I’ve been thinking about doing a Computer Vision project for a little while now. I was inclined to do a desktop app and use OpenCV but on doing some research on what goes in to computer vision I realized, “Hey, I know the tools to make this work in browser.” So, I did.

My first task to get Computer Vision working was take the RGB feed from my WebCam and convert it to HSV. I’ve done chroma keys before just using the raw RGB values but with the recommendation that HSV might work better, I figured why not give it a try? This is where the GLSL came in and what I had to write was an implementation of the following:

Let $$R =$$ the Red RGB component in the range 0.0 to 1.0

Let $$G =$$ the Green RGB component in the range 0.0 to 1.0

Let $$B =$$ the

Blue RGB component in the range 0.0 to 1.0

Let $$Epsilon =$$ a inconsequential float value to prevent division by 0.

The definition of $$max$$ is elided, but it just returns the maximum of the values it was passed in.

$$H =\begin{cases} G – B & max(R, G, B) = R \\ B – R & max(R, G, B) = G \\ R – G & max(R, G, B) = B\end{cases}$$

$$H$$ had to be accompanied with a related offset value:

$$H’ =\begin{cases} 0 & max(R, G, B) = R \\ 1/3 & max(R, G, B) = G\\ 2/3 & max(R, G, B) = B\end{cases}$$

So my final result for Hue is actually $$H”=H+H’$$ This was because in the HSV colorspace, $$H$$ is represented as a circle going round from $$R \rightarrow G \rightarrow B \rightarrow R$$ So, in order to get select the right hue, an offset will need to be applied to get the value round to the right place.

$$S=\frac{\Delta}{max(R, G, B) + Epsilon}$$

And finally

$$V=max(R, G, B)$$

I found some other documentation about this calculation online and found it messy. That might be normal when discussing math like, I don’t really know,  this but my engineering brain likes things broken down into their individual components. Hopefully, the above will help someone else out! 🙂 Now to calculate that on the GPU making it time to live up to my promise of bringing the whiteboard in…

I ended up being heavy on mix() and step() in order to reduce the branching I had to write. Branching, as I understand, is getting to be less of a concern in GPU programs but the article saying that branching implementation was improving was from 2011 and that’s too recent to assume all GPU’s will behave nicely. Below those function notes, there’s a tracking of how my values were going to flow through in the vectors so I could end up with a the maximum in the first position, the two values I needed to subtract to get my $$H$$ and finally the offset $$H’$$ that went with the selected $$H$$ so I could calculate $$H”$$ properly. For the curious, the shuffling that’s done with mix() and step() was effectively a vectorized ternary operator.

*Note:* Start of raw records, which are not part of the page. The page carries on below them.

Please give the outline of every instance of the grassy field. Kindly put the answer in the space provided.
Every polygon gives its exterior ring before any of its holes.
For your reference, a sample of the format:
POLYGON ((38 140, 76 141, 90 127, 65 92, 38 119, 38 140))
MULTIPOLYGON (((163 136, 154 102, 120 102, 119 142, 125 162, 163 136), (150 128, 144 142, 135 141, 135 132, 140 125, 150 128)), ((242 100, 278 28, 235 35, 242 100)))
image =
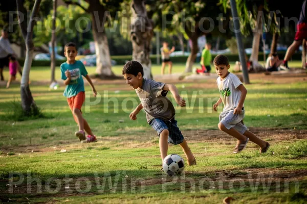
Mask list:
MULTIPOLYGON (((260 63, 265 64, 265 62, 260 62, 260 63)), ((232 70, 232 68, 234 66, 234 62, 230 63, 230 70, 232 70)), ((117 65, 112 67, 112 70, 117 75, 121 75, 121 72, 123 68, 123 65, 117 65)), ((195 67, 200 68, 200 65, 199 64, 195 64, 195 67)), ((301 66, 301 62, 299 61, 291 61, 289 62, 289 66, 290 67, 300 67, 301 66)), ((213 67, 212 67, 213 68, 213 67)), ((96 69, 96 67, 87 67, 86 69, 87 72, 90 73, 94 73, 96 69)), ((185 70, 185 65, 182 64, 174 64, 173 65, 172 72, 173 73, 183 73, 185 70)), ((167 73, 168 70, 168 66, 165 68, 165 73, 167 73)), ((161 74, 161 65, 157 65, 155 64, 152 64, 151 68, 151 71, 154 76, 157 75, 161 74)), ((214 73, 214 70, 211 70, 211 72, 214 73)), ((7 79, 9 76, 9 70, 8 69, 6 69, 4 70, 4 74, 6 76, 7 79)), ((50 80, 50 68, 48 67, 33 67, 31 68, 31 71, 30 74, 30 78, 31 81, 32 82, 34 81, 49 81, 50 80)), ((20 80, 20 75, 17 75, 17 80, 20 80)), ((55 71, 55 79, 57 80, 61 80, 61 71, 60 67, 56 68, 55 71)))
MULTIPOLYGON (((121 67, 114 70, 120 74, 121 67)), ((154 75, 159 68, 153 67, 154 75)), ((174 72, 184 68, 175 65, 174 72)), ((177 84, 188 103, 183 108, 175 105, 176 119, 198 162, 186 166, 179 177, 160 171, 158 137, 145 114, 140 113, 136 121, 129 119, 139 100, 124 81, 97 85, 99 101, 86 98, 82 111, 98 140, 93 144, 80 144, 73 135, 78 126, 62 95, 63 86, 50 91, 47 84, 31 85, 47 118, 26 121, 10 119, 17 111, 13 100, 20 100, 18 85, 9 90, 1 86, 0 200, 216 203, 231 196, 235 203, 305 203, 307 83, 302 79, 307 76, 287 81, 264 75, 251 78, 245 103, 245 123, 272 144, 262 155, 251 142, 240 154, 232 153, 235 140, 217 130, 222 107, 218 112, 211 109, 219 96, 212 85, 215 80, 177 84)), ((49 76, 48 67, 34 67, 31 80, 48 80, 49 76)), ((169 154, 186 161, 179 146, 170 145, 169 154)))

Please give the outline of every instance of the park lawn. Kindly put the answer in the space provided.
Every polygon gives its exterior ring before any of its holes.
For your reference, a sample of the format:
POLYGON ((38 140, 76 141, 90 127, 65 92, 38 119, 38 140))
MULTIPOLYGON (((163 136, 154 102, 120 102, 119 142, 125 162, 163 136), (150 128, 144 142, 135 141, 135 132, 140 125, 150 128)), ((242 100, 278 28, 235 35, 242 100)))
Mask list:
MULTIPOLYGON (((265 64, 265 62, 260 62, 259 63, 265 64)), ((232 68, 234 66, 234 62, 231 62, 230 63, 230 71, 232 70, 232 68)), ((301 67, 301 62, 298 61, 290 61, 289 62, 290 67, 301 67)), ((121 72, 123 67, 123 64, 117 65, 112 67, 112 70, 114 73, 116 75, 121 76, 121 72)), ((172 72, 172 73, 183 73, 185 70, 185 66, 184 64, 174 64, 173 65, 172 72)), ((196 67, 200 68, 200 65, 199 63, 195 63, 193 67, 196 67)), ((96 67, 86 67, 86 70, 90 74, 95 73, 96 67)), ((213 67, 212 67, 213 68, 213 67)), ((168 71, 168 66, 165 68, 165 73, 167 73, 168 71)), ((161 74, 161 65, 157 65, 152 63, 151 67, 151 72, 154 76, 156 75, 161 74)), ((4 74, 6 79, 7 79, 9 73, 8 69, 5 69, 4 71, 4 74)), ((214 69, 211 70, 211 73, 215 73, 214 69)), ((17 74, 17 80, 20 81, 20 75, 17 74)), ((33 67, 31 68, 31 70, 30 73, 30 79, 32 82, 35 81, 48 81, 50 80, 50 67, 33 67)), ((55 79, 56 80, 61 81, 61 71, 59 67, 56 68, 55 71, 55 79)))
MULTIPOLYGON (((159 68, 155 71, 157 74, 159 68)), ((115 69, 119 74, 121 68, 115 69)), ((47 68, 34 68, 31 74, 47 80, 49 72, 47 68)), ((305 132, 307 84, 266 84, 258 80, 246 86, 245 123, 248 127, 305 132)), ((268 135, 262 137, 272 144, 268 153, 259 154, 258 148, 250 142, 244 151, 233 154, 234 140, 225 135, 225 139, 214 139, 215 134, 221 134, 217 124, 222 107, 218 112, 211 109, 219 97, 217 88, 210 88, 212 86, 206 81, 199 83, 203 86, 178 84, 187 103, 184 108, 175 105, 176 118, 188 136, 198 162, 196 166, 186 166, 179 177, 160 171, 158 138, 147 123, 145 114, 140 113, 136 121, 129 119, 139 100, 134 90, 126 89, 124 80, 123 84, 96 86, 101 96, 96 105, 92 105, 95 99, 92 96, 86 98, 82 111, 98 140, 92 144, 80 144, 73 135, 78 127, 62 95, 63 86, 50 91, 48 85, 30 85, 36 104, 47 118, 21 121, 8 117, 12 101, 20 100, 18 86, 13 84, 9 90, 0 87, 0 197, 28 202, 27 197, 31 203, 215 203, 231 196, 238 203, 304 203, 307 140, 298 139, 299 132, 287 139, 268 135), (212 135, 201 133, 208 130, 212 135), (195 135, 195 131, 200 135, 195 135), (65 152, 60 151, 64 149, 65 152), (234 176, 225 175, 226 170, 234 176), (11 183, 13 193, 9 193, 8 177, 13 172, 17 173, 11 175, 11 181, 19 181, 18 176, 24 179, 16 187, 11 183), (301 176, 292 177, 297 175, 301 176), (270 180, 271 175, 273 178, 270 180), (68 188, 64 181, 69 178, 68 188), (260 184, 255 188, 257 181, 260 184), (27 188, 27 182, 32 190, 27 188), (60 183, 58 188, 57 182, 60 183), (36 183, 41 184, 41 193, 36 183)), ((90 91, 86 86, 86 91, 90 91)), ((180 146, 170 145, 168 152, 179 154, 186 162, 180 146)))

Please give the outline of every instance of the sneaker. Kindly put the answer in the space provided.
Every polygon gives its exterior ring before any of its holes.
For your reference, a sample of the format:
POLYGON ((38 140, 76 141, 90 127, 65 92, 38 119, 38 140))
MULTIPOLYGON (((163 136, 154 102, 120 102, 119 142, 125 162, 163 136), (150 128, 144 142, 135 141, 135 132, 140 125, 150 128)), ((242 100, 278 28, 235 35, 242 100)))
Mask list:
POLYGON ((189 160, 187 160, 188 161, 188 165, 189 166, 193 166, 193 165, 196 165, 196 159, 195 159, 195 158, 194 158, 194 160, 193 160, 191 162, 190 162, 189 160))
POLYGON ((265 147, 260 148, 260 154, 266 153, 267 151, 268 151, 269 147, 270 147, 270 143, 269 142, 267 142, 267 146, 266 146, 265 147))
POLYGON ((279 68, 280 70, 290 70, 290 68, 288 66, 288 65, 285 65, 283 63, 282 63, 280 66, 279 66, 279 68))
POLYGON ((247 138, 247 140, 246 141, 240 141, 238 144, 237 144, 235 147, 234 147, 233 153, 237 154, 244 149, 249 140, 249 138, 247 138))
POLYGON ((83 131, 77 131, 75 133, 75 136, 79 138, 79 140, 82 141, 86 139, 85 133, 83 131))
POLYGON ((82 143, 87 143, 89 142, 96 142, 97 141, 97 139, 96 136, 94 135, 87 135, 86 139, 81 141, 82 143))

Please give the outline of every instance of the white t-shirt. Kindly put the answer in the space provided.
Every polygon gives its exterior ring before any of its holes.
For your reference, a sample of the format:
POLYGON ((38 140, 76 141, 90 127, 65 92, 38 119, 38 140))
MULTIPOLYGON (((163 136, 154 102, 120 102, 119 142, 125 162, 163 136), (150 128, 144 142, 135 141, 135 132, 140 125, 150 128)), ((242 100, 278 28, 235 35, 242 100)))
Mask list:
POLYGON ((168 47, 164 48, 162 47, 160 48, 160 51, 162 60, 169 59, 169 49, 168 47))
POLYGON ((0 37, 0 58, 4 58, 9 54, 14 54, 14 51, 11 47, 10 41, 8 39, 0 37))
POLYGON ((239 78, 235 74, 229 73, 222 81, 221 77, 218 76, 216 83, 222 101, 224 105, 223 111, 234 109, 237 106, 241 97, 241 91, 237 89, 238 87, 242 84, 239 78))
POLYGON ((272 59, 272 57, 270 56, 268 58, 268 59, 267 59, 267 63, 266 63, 266 68, 268 68, 271 67, 271 66, 270 66, 270 61, 271 61, 271 59, 272 59))

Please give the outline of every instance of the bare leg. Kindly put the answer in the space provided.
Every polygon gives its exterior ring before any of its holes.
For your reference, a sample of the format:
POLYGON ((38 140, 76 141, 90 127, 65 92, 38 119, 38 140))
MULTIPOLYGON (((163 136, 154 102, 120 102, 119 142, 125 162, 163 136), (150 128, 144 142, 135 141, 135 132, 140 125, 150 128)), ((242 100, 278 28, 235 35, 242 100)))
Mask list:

The conversation of RGB to HSV and writing the GLSL shader to do that was most of the effort. But the shader wasn’t quite done yet. The final step was passing Min and Max values for each value: H, S, V. When all three where within the defined min and max, the shader needed to return white, when any of them were out of bounds, the shader had to return black. This way, the user can select an object in the real world by its color that will function as a paddle. Now I did look for and find shader implementations of RGB to HSV online, however, I opted to roll my own to make sure I understood what was going on as this was pretty much the beating heart of this project.

On the JavaScript side of things I did run into a problem. I wanted to use sliders so users could hone in on the color they wanted to select. However, HTML5 only allocates one thumb per slider. I know I could have used jQueryUI for to get two thumbs but I opted to stay away and handle the problem myself. It was also tempting to use three.js to handle the WebGL side of things but I decided to not bring it in either. The changes weren’t too significant from my ANSI.WebGL project so I saw no need to take on another dependency.

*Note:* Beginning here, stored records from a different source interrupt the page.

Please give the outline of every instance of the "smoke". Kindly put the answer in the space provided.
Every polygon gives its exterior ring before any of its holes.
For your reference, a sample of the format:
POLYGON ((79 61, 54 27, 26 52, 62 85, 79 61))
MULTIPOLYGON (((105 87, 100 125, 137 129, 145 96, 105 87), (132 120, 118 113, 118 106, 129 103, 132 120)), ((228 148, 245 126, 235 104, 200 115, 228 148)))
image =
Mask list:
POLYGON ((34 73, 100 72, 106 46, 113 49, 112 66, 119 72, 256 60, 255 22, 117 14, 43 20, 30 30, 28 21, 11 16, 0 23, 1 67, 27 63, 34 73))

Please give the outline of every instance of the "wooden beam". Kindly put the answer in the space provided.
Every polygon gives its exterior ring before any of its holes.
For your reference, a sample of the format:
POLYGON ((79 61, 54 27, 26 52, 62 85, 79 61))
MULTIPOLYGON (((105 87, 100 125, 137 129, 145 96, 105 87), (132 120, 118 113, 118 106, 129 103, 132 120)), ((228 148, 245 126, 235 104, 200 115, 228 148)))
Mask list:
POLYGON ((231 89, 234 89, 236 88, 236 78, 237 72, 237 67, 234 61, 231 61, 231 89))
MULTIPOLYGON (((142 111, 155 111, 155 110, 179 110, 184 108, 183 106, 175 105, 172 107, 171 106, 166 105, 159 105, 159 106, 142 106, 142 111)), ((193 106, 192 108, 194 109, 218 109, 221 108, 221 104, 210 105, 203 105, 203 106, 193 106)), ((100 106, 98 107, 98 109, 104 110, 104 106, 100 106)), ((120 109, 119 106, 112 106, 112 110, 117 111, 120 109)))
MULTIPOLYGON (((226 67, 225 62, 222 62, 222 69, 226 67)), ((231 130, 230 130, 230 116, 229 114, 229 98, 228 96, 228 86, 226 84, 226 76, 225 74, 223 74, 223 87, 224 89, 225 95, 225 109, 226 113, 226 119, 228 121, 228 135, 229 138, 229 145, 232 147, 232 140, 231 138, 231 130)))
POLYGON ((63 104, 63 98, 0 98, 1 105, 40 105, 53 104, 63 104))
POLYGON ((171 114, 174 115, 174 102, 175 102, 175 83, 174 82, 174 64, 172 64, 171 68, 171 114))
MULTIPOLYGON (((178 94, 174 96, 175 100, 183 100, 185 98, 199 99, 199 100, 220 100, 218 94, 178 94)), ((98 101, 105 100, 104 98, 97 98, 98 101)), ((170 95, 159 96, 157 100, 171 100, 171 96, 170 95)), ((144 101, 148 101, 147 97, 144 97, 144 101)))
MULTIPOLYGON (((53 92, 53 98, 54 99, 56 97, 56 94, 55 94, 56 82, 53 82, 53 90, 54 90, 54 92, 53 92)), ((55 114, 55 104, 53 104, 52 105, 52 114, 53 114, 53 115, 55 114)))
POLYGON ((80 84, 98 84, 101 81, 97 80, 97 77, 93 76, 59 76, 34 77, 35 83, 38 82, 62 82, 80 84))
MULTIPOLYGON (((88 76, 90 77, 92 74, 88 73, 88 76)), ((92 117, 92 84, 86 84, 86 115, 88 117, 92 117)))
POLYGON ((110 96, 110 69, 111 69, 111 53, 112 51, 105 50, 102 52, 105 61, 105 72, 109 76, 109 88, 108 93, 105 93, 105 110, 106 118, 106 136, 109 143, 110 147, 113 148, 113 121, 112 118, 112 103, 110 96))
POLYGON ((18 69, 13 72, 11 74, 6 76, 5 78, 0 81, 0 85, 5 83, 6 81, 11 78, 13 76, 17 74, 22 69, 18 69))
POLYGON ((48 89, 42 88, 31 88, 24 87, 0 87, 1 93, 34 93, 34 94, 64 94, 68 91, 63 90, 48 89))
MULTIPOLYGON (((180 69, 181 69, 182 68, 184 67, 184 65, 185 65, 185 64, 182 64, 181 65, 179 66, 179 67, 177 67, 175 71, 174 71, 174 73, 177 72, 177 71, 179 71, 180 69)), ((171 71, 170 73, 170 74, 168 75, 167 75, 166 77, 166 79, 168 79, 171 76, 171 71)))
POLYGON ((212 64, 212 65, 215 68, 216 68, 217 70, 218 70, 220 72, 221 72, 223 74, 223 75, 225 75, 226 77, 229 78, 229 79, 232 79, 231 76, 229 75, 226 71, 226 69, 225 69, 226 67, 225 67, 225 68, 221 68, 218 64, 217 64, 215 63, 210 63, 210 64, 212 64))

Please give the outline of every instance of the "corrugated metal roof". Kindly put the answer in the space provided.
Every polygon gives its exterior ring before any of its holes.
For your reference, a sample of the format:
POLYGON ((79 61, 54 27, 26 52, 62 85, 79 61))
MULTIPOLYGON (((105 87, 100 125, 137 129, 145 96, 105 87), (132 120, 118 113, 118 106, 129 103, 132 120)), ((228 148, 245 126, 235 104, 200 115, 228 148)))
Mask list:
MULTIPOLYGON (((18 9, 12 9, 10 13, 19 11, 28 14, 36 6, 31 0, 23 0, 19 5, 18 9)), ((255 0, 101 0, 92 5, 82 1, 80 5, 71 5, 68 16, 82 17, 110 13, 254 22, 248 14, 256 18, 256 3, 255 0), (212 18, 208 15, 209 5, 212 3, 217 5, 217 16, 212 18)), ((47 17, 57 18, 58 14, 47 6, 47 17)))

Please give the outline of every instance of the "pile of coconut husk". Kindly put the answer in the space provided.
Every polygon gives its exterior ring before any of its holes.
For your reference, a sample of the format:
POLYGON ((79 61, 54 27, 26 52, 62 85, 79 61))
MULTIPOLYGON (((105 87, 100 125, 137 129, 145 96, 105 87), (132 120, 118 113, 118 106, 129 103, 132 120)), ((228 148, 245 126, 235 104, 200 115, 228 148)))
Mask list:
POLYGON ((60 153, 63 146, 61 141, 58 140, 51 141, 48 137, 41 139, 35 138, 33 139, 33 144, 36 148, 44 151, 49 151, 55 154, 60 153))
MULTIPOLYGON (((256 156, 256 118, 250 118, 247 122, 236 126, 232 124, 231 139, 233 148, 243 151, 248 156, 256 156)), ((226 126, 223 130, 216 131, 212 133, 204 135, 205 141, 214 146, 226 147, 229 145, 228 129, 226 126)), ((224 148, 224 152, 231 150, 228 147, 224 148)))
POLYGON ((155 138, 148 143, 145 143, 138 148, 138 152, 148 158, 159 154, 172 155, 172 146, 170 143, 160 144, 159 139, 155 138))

The JavaScript I did write is pretty straight forward. There’s a ball (a div that’s been styled to look like aball) that flys around and when it hits a paddle it flies back the other way. Hitting here has been defined as the left or right side of the ball hits a white paddle pixel. When that happens, the column of pixels is counted for connected white pixels to figure out the length of the paddle. If it’s above a threshold (provided to filter out artifacts) the calculation figures out where the ball was hit in relation to the paddle then the ball will bounce away at an angle. The only “gotcha” I ran into with this part was when I read the pixels from the buffer, I found them inverted which broke my hit detection! But it was a simple fix to right them thankfully.

For much larger computer vision problems I probably would turn to something like OpenCV. Still getting to understand something like sometimes, we convert to the HSV color space, is I think very important! Understanding how the tools you are using work I hold to be key to actually using them well. It also allows you to answer a question I’ve mentioned before as being part of my process. 😉

You will need either a recent version of Firefox or Chrome in order to run this project due to the needs of getUserMedia() and WebGL.

https://github.com/dreambbqchild/CVPong

http://www.animetedstudios.com/webapps/CVPong/